This is true; but in such cases Divine Mercy is plainly overruling the evil, and manifesting His power, without recognising or sanctioning the instrument.
And again, it is true, as He tells us Himself, that in the last day “Many shall say, Lord, Lord, have we not prophesied in Thy Name, and in Thy Name cast out devils, and done many miracles?” and that He shall answer, “I never knew you”. This, I say, is undeniable; it is undeniable first, that those who have prophesied in God’s Name may afterwards fall from God, and lose their souls.

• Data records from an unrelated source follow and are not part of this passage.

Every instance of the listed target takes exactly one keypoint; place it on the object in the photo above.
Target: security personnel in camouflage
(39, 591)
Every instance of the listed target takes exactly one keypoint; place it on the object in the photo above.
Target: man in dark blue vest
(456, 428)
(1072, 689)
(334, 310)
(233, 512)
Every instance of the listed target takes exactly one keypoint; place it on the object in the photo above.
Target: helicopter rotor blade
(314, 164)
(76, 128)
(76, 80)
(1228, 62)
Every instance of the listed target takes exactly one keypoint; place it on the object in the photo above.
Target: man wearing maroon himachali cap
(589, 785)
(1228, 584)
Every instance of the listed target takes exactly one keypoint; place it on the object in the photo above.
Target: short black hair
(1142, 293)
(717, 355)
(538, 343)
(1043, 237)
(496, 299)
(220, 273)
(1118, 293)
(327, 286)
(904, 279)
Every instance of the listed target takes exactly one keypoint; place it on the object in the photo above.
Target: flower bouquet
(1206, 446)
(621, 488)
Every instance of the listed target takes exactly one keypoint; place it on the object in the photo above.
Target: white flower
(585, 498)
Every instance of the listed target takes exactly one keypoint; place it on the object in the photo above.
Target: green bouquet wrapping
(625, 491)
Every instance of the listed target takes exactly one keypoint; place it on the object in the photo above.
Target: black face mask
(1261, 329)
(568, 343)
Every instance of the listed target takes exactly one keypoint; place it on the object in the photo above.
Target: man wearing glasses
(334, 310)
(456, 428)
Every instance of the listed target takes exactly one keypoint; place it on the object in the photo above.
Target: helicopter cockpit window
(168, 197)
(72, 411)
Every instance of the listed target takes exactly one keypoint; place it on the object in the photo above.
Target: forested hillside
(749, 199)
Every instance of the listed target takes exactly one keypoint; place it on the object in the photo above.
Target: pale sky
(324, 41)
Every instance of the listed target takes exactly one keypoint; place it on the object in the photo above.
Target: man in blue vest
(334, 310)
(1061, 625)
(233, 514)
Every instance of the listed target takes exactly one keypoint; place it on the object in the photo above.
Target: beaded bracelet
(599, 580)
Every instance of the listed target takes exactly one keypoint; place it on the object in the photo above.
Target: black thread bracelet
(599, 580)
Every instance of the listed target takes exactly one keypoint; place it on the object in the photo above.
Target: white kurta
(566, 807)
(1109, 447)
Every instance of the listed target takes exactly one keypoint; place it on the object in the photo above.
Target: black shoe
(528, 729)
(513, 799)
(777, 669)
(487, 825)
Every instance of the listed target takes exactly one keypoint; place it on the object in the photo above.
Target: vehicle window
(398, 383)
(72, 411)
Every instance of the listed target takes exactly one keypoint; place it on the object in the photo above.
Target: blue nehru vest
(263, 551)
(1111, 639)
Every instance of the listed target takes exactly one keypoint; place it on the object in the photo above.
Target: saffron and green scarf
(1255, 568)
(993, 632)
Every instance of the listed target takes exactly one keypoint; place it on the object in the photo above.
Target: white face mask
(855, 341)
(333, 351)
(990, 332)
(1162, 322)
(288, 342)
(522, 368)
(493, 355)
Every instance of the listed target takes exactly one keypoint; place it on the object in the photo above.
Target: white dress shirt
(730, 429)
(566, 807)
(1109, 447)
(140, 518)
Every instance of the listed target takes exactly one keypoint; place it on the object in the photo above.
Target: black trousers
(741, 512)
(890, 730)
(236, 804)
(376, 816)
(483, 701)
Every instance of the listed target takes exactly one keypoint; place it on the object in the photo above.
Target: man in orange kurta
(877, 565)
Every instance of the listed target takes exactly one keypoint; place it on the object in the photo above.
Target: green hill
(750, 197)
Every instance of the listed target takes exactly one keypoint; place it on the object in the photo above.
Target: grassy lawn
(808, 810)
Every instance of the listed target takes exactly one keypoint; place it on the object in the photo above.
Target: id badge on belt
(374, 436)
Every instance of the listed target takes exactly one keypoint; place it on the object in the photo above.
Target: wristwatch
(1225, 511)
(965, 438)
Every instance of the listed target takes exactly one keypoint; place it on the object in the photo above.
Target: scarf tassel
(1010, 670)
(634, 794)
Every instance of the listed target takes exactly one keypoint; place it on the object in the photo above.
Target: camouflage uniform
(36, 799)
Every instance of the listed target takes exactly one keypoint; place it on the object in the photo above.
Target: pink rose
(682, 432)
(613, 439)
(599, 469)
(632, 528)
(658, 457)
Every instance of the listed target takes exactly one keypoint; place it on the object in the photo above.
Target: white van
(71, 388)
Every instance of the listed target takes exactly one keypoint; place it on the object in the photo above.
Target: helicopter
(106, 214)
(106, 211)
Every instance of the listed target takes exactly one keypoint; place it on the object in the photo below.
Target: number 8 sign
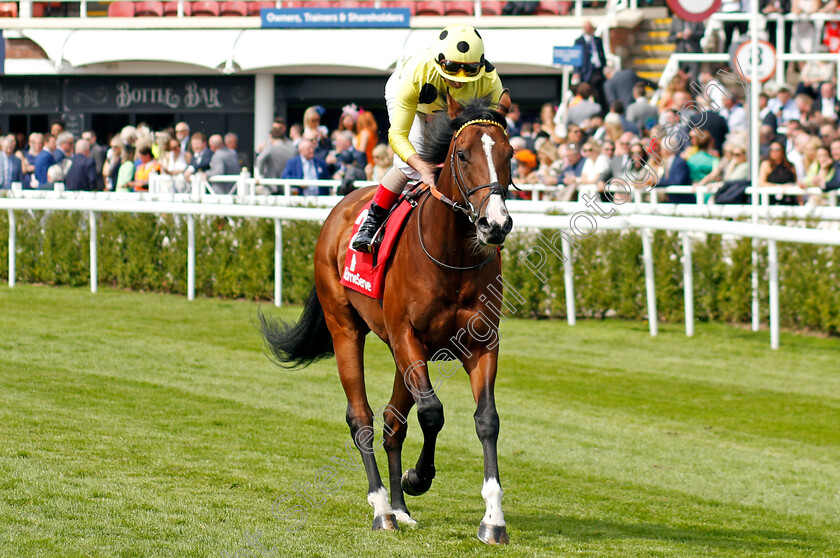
(742, 61)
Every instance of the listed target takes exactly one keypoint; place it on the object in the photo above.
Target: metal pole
(12, 247)
(688, 285)
(569, 277)
(754, 147)
(278, 262)
(773, 265)
(190, 257)
(780, 46)
(650, 284)
(94, 268)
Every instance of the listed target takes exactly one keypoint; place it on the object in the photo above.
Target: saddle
(364, 272)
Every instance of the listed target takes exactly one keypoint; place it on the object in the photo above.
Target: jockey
(454, 65)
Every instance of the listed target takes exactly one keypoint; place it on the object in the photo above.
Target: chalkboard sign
(158, 94)
(28, 95)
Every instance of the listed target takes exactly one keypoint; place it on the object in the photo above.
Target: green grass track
(144, 425)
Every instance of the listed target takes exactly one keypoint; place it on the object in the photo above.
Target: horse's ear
(504, 102)
(453, 107)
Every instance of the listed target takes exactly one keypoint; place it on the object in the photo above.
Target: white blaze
(488, 150)
(491, 491)
(496, 210)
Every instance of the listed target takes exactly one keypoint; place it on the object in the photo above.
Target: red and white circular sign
(742, 61)
(694, 10)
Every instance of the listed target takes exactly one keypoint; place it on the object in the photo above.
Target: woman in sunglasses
(453, 65)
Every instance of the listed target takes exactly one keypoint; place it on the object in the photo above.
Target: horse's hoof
(387, 522)
(492, 534)
(413, 485)
(404, 518)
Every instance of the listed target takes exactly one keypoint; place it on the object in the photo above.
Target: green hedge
(235, 259)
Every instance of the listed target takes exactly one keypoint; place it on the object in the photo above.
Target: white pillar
(263, 107)
(754, 147)
(190, 257)
(688, 285)
(780, 49)
(94, 268)
(12, 247)
(569, 277)
(773, 269)
(650, 284)
(278, 262)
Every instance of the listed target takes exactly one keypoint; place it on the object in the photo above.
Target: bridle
(467, 207)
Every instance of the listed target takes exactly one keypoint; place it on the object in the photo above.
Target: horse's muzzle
(493, 234)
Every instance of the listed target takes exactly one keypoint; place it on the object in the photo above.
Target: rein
(469, 210)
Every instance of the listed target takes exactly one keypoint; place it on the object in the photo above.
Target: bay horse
(438, 286)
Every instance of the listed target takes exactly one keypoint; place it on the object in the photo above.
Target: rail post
(688, 285)
(190, 257)
(12, 247)
(569, 278)
(94, 268)
(278, 262)
(773, 268)
(650, 283)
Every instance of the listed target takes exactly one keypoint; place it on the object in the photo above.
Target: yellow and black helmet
(459, 53)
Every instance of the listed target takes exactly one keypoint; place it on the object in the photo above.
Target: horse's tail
(301, 344)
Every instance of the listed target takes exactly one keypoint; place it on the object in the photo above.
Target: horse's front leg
(411, 361)
(482, 371)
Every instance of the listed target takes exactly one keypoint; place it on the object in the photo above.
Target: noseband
(467, 207)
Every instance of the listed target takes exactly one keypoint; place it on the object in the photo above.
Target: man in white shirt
(734, 113)
(783, 106)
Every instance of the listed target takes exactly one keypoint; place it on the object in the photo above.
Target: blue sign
(334, 18)
(569, 56)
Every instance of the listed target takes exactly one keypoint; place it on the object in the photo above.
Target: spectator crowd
(615, 125)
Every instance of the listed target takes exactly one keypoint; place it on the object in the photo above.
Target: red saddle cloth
(364, 271)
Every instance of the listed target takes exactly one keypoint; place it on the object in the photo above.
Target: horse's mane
(439, 132)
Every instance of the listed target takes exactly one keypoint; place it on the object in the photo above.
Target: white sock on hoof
(492, 493)
(379, 501)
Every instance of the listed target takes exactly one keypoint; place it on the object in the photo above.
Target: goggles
(460, 69)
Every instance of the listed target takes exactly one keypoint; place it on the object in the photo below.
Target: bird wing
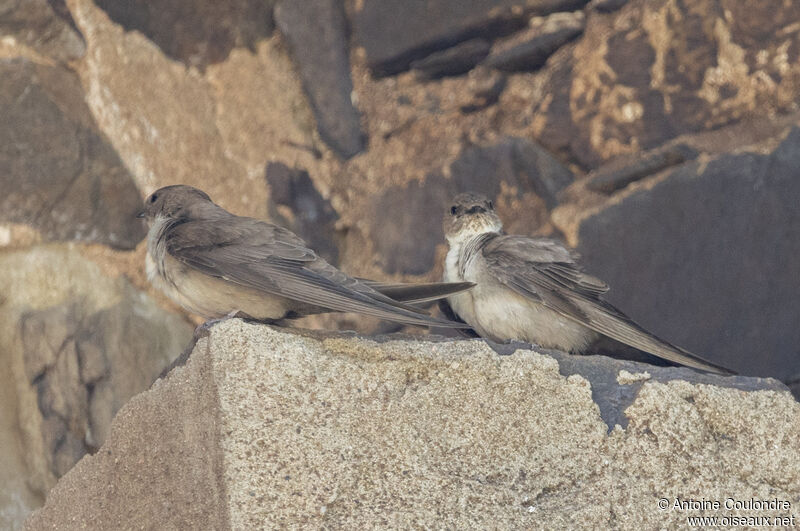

Let a man be ever so holy now, he may fall away; and, as present grace is no pledge of perseverance, much less are present gifts; but how does this show that gifts and graces do not commonly go together? Again, it is undeniable that those who have had miraculous gifts may nevertheless have never been in God’s favour, not even when they exercised them; as I will explain presently.
The Prophets are God’s Friends
But I am now speaking, not of having gifts, but of being prophets. To be a prophet is something much more personal than to possess gifts. It is a sacred office, it implies a mission, and is the high distinction, not of the enemies of God, but of His friends. Such is the Scripture rule.
Who was the first prophet and preacher of justice? Enoch, who walked “by faith,” and “pleased God,” and was taken from a rebellious world.
Who was the second? “Noe,” who “condemned the world, and was made heir of the justice which is through faith.”
Who was the next great prophet? Moses, the lawgiver of the chosen people, who was the “meekest of all men who dwell on the earth”.
Samuel comes next, who served the Lord from his infancy in the Temple; and then David, who, if he fell into sin, repented, and was “a man after God’s heart”.
And in like manner Job, Elias, Isaias, Jeremias, Daniel, and above them all St. John Baptist, and then again St. Peter, St. Paul, St. John, and the rest, are all especial instances of heroic virtue, and patterns to their brethren. Judas is the exception, but this was by a particular dispensation to enhance our Lord’s humiliation and suffering.
Nature itself witnesses to this connexion between sanctity and truth. It anticipates that the fountain from which doctrine comes should itself be pure; that the seat of Divine teaching, and the oracle of faith should be the abode of angels; that the consecrated home, in which the word of God is elaborated, and whence it issues forth for the salvation of the many, should be holy, as that word itself is holy.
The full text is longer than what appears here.